Teamwork Makes the Dream Work

Communication also takes place within SDI itself. A team made up of some of SDI’s most knowledgeable staff members is in constant communication with the faculty who are able to give insight from their own experiences as educators and feedback from the student populace.

“We’ve got a ton of people that we’re talking with and asking questions, which helps drive this decision-making process as we look for these firearms. The other great thing about it is that our faculty are great about supplying feedback as they teach classes with the students. ‘Hey, could you add this to the curriculum or could we do this,’ or, ‘Hey, this is a project that would really make sense on this. Could we do this instead?’ And so we’re always trying to look for the best way to give the students a great learning experience, whether it be with the firearms or with the curriculum or whatever.”

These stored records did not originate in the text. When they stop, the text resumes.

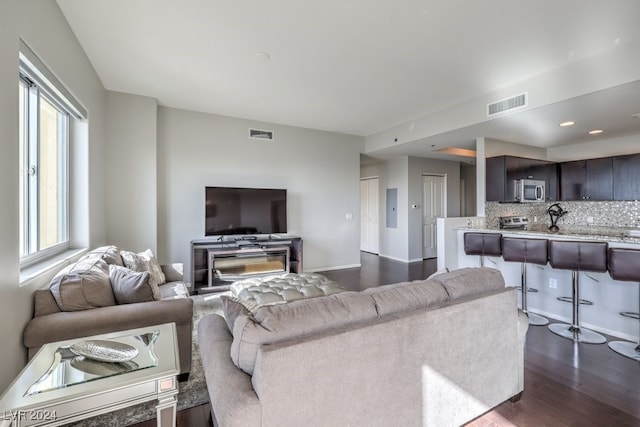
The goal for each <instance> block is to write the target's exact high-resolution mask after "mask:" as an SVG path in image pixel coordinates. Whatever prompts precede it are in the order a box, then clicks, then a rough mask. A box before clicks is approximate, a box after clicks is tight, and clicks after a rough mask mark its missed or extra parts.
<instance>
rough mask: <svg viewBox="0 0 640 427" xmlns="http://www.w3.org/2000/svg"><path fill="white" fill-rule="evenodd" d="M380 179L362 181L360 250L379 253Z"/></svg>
mask: <svg viewBox="0 0 640 427" xmlns="http://www.w3.org/2000/svg"><path fill="white" fill-rule="evenodd" d="M379 182H380V180H379V179H378V178H369V179H363V180H361V181H360V250H363V251H365V252H371V253H374V254H377V253H378V252H379V237H378V236H379V233H380V228H379V215H380V213H379V191H380V183H379Z"/></svg>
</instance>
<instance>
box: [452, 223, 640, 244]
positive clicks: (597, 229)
mask: <svg viewBox="0 0 640 427" xmlns="http://www.w3.org/2000/svg"><path fill="white" fill-rule="evenodd" d="M456 230H464V231H475V232H484V233H502V234H509V235H525V236H531V237H541V238H546V239H551V238H554V237H557V238H560V239H562V240H569V239H580V240H598V241H605V242H608V243H615V242H620V243H632V244H639V245H640V230H636V229H633V230H630V229H626V228H624V229H623V228H614V227H609V228H605V227H593V228H592V229H587V228H581V229H560V231H558V232H557V233H553V232H551V231H549V230H545V229H544V228H542V227H537V228H535V227H534V228H532V227H529V229H527V230H522V229H517V228H515V229H514V228H504V229H500V228H485V227H456Z"/></svg>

As humans, it can be difficult to remain totally objective in these kinds of discussions, which is why having a diverse group of individual thoughts is so important. At the end of the day, each person agrees that the well-being of the student is first and foremost.

As Jarred explains, “Absolutely the bias is coming into play. So we look at those things and we hear those things out, and we really do try to put out there something that the students can work on. That really becomes the guiding principle.”

Empowering Students

Overall, SDI’s firearm selection process is a dynamic and collaborative endeavor, driven by a commitment to quality, practicality, and compliance. Through meticulous selection, collaboration, and adaptation, SDI ensures students receive the tools they need to excel in the firearms industry.